As mangas de camisa, branca, azul céu, não brilhante, mas mate, limpa e masculina têm um grande simbolismo e efeito na cultura popular. É a farda estival do homem poderoso, ilustrado, do alguém que baixa canda o povo e está – e sabe estar – aí, na hora da festa coletiva e preparado, para colaborar — se calhar, por mais que nunca aconteça — no momento e no trabalho.

Em mangas de camisa, com uma ria de fundo, ou um vale cultivado e umas verdes árvores acarão, um toldo e o barulho de uma das nossas festas, apelando e submerso na casa, nos amigos, na paróquia. Primavera, outono e inverno são castelhanos, madrilenos, mas no verão, são galegos, tomando força e refúgio, para além de gorentosos refrigérios e manjares com sabor d’a Terra no santuário ou na Torre-Castro.

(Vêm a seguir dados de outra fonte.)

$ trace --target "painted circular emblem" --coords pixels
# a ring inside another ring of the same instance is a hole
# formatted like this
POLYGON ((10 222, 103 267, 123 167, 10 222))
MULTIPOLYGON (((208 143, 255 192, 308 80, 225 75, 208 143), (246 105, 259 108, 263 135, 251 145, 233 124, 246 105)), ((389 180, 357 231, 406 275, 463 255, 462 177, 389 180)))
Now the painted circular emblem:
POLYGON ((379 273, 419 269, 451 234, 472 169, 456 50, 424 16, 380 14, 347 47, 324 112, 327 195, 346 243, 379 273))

O código, a etnicidade é ainda poderosa. Até cá normal. Agora: é funcional a duplo nível comunicativo: de clã e estadual. Refúgio, raiz, lugar de memória e pacto, sagrário.

Onipresença da Galiza: quadro, paisagem, imagem, sabores, a potência da Terra, a gente, da comida, o mito, o lugar do pacto e da memória, a imagem de seriedade e da força telúrica, a capacidade e exibição do controlo policial, solidez e raiz com que se quer endrominar os poderes e os poderosos e com que mais uma vez se representa Espanha?

Espanha é, mais uma vez e quando se necessita, apenas a Galiza. Cumpre um aturujo. Somos uma “colônia” bem rarinha, não?